Ford Stakes Its Future On EVs, Commercial Sales, And Services
Ford Motor is staking its future on electric vehicles, with plans to have 40% of its fleet battery powered by 2030. Shares are up more than 6% since the company shared its vision on investors' day on May 26.
When President Biden got behind the wheel of the Ford Motor (NYSE: F) F-150 Lightning pickup truck last month, it drew attention to the auto maker’s extensive foray into electric vehicles.
In case you’ve only been following the ups-and-downs of EV maker Tesla (NASDAQ: TSLA), along with CEO Elon Musk, you probably missed the EV ambitions of Ford.
The Ford F series of pickup trucks was the best-selling vehicle in the U.S. in 2020, and, in a perhaps more astonishing piece of date, it’s been the top-selling pickup truck going all the way back to 1977.
Ford says the F-150 Lightning has a range of 230 miles of range with a standard battery pack; that increases to 300 miles with the extended-range battery. However, tech YouTuber Marques Brownlee reported that Ford determined those ranges using a truck carrying a 1,000-pound load. In other words, the actual range could be greater.
Ford plans to release the F-150 in the spring of 2022. One of its aims is to take market share away from Tesla’s upcoming Cybertruck, which has a futuristic, video-game style look that may not appeal to more traditional pickup drivers.
Crushing It In Norway
But there’s more to Ford than the new line of electric F-150s. News broke Tuesday that Ford’s electric Mustang Mach-E was the best-selling car in (wait for it) Norway last month, outselling electric models from Tesla, Toyota (NYSE: TM) and Volkswagen (OTC: WVAPY).
Tiny Norway is an EV-happy country, due to tax incentives for buying one of these vehicles instead of a combustion-engine car or truck. For that reason, the Scandanavian nation has become something of a test market for EV makers.
However, what’s significant about the Norwegian sales figures is that the Mustang Mach-E muscled its way to the top of the sales charts in its first month on the market.
Last month, in a presentation to investors, Ford said it expects 40% of its global sales to consist of battery-powered vehicles by 2030. The company noted that it would invest an additional $8 billion into its EV production in the next four years, bringing total EV spending to nearly $20 billion.
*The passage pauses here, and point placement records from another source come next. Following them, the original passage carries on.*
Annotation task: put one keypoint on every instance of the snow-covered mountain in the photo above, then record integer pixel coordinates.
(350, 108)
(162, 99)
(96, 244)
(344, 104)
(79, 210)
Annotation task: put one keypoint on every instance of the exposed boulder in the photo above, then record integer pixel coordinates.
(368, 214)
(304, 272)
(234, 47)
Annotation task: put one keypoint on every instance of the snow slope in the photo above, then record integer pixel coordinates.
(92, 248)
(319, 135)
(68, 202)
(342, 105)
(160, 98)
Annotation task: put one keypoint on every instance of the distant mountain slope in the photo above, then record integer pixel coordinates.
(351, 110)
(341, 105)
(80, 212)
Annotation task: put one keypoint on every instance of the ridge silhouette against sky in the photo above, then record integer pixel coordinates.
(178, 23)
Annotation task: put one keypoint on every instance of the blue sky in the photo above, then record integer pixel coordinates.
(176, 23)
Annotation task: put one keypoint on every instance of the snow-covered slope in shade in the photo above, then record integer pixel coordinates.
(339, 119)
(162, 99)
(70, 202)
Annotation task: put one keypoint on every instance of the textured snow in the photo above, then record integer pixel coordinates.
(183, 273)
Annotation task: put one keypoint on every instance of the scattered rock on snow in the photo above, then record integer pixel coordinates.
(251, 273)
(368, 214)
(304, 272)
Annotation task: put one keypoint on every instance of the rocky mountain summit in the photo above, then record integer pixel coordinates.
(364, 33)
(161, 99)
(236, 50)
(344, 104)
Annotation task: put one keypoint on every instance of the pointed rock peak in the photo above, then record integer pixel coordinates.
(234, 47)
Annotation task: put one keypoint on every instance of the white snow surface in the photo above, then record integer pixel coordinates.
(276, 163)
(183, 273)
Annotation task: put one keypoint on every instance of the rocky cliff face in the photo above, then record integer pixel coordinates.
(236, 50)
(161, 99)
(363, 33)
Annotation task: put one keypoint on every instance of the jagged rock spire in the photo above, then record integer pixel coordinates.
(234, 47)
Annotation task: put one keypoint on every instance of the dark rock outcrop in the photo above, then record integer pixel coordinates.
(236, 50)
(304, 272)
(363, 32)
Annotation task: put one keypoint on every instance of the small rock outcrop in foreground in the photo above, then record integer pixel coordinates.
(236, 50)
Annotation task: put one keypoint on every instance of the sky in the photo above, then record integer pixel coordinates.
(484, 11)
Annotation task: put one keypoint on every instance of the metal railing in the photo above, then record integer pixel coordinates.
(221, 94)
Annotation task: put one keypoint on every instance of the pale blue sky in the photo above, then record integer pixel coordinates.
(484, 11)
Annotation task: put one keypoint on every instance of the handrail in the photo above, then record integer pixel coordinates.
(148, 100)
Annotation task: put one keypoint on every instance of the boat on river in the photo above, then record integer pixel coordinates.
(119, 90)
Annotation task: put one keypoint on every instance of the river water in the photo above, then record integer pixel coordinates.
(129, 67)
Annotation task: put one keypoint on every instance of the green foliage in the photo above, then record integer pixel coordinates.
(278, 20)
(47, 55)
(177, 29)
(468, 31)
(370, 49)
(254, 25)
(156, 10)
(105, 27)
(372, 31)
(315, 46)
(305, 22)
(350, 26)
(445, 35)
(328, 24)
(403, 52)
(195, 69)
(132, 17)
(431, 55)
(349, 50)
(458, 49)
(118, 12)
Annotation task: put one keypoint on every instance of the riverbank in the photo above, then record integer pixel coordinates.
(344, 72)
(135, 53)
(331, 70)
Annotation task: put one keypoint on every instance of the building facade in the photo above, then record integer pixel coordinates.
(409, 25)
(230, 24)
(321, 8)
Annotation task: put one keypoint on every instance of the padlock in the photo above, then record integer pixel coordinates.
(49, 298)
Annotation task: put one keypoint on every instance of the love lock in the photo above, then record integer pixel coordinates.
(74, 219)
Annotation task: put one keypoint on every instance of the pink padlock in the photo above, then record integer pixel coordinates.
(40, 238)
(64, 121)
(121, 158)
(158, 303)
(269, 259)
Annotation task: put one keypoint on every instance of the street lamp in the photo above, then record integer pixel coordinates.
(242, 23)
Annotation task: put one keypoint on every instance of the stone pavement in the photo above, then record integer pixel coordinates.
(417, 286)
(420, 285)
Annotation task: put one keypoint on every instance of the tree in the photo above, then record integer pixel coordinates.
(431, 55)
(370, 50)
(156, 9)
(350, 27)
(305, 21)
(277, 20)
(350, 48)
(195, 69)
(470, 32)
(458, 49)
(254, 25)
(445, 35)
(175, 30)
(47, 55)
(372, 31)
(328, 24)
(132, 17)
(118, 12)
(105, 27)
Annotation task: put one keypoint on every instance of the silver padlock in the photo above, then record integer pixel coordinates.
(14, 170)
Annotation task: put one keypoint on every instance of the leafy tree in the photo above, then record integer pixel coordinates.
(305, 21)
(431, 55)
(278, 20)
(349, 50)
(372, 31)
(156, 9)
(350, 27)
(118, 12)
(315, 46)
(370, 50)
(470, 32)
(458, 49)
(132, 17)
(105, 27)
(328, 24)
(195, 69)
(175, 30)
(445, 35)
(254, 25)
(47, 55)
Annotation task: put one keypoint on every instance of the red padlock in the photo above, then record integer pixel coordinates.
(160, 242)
At its investors day on May 26, the automaker emphasized plans for Ford +, with a focus on EVs, as well as connected services such as Ford Pass charging and teaming up with other companies as charging partners.
Growing Commercial Sales
Another aspect of Ford’s future plans involves boosting sales to commercial customers. The company plans to grow commercial and government revenue to $45 billion by 2025, up from $27 billion in 2019. Those revenues will include hardware and other services that Ford can provide.
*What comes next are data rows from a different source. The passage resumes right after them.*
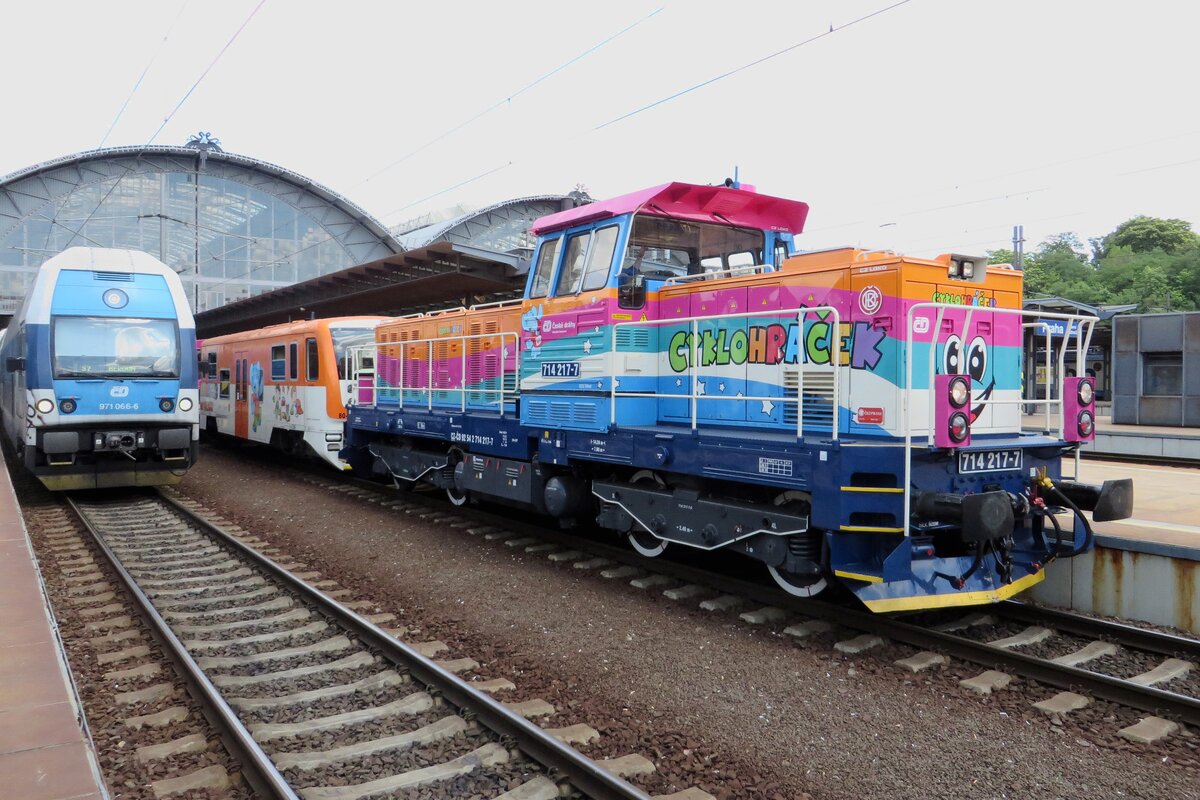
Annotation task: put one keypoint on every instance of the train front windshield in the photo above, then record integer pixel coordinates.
(107, 347)
(345, 338)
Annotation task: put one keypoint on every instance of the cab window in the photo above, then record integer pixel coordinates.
(573, 263)
(545, 269)
(604, 242)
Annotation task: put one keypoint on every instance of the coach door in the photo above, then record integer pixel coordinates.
(241, 395)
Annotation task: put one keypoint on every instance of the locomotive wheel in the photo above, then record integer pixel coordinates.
(641, 540)
(456, 497)
(799, 585)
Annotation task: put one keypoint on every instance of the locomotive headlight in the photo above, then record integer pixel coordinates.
(959, 426)
(960, 392)
(1086, 422)
(1086, 394)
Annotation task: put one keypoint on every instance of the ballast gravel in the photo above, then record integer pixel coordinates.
(741, 710)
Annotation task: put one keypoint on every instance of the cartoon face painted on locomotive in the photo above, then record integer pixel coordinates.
(972, 359)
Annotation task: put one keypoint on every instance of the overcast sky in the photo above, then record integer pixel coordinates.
(933, 126)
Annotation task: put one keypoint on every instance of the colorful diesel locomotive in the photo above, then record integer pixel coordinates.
(95, 389)
(677, 373)
(286, 385)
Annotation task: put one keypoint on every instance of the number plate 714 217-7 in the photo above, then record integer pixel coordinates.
(989, 461)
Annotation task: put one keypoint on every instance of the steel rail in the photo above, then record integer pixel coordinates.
(1116, 690)
(1139, 638)
(258, 768)
(582, 773)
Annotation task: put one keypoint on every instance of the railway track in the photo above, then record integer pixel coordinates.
(1131, 666)
(316, 701)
That plan also has an EV component, in the form of electric commercial vans.
Of course, some of the challenges facing Ford is facing all auto companies: Namely, shortages of semiconductors and other commodity inputs. Also, despite Ford’s strong brand recognition, it’s not as difficult today as it was in the past for new automakers to raise capital and become competitors. That’s to say Ford may not enjoy the type of competitive advantage sales of its F-150 may suggest.
However, investors are clearly optimistic about what they are hearing from the company. Following the investor’s day, Morgan Stanley, Deutsche Bank and Royal Bank of Canada boosted their price targets for Ford.
Shares rose 8.51% on May 26, the day Ford presented to investors. Since then, the stock is up 6.6%, closing Tuesday at $14.82. That was an advance of $0.29, or 2%, in the session.
With the price action on May 26, the stock cleared a buy point above $13.62 in more than triple average turnover. It added to those gains in the following session, gapping up 7.05%, or $0.98, to $14.88.
Ford shares have been on a roll lately, advancing 68.49% year-to-date and 28.34% in the past month.
Ford Motor is a part of the Entrepreneur Index, which tracks some of the largest publicly traded companies founded and run by entrepreneurs.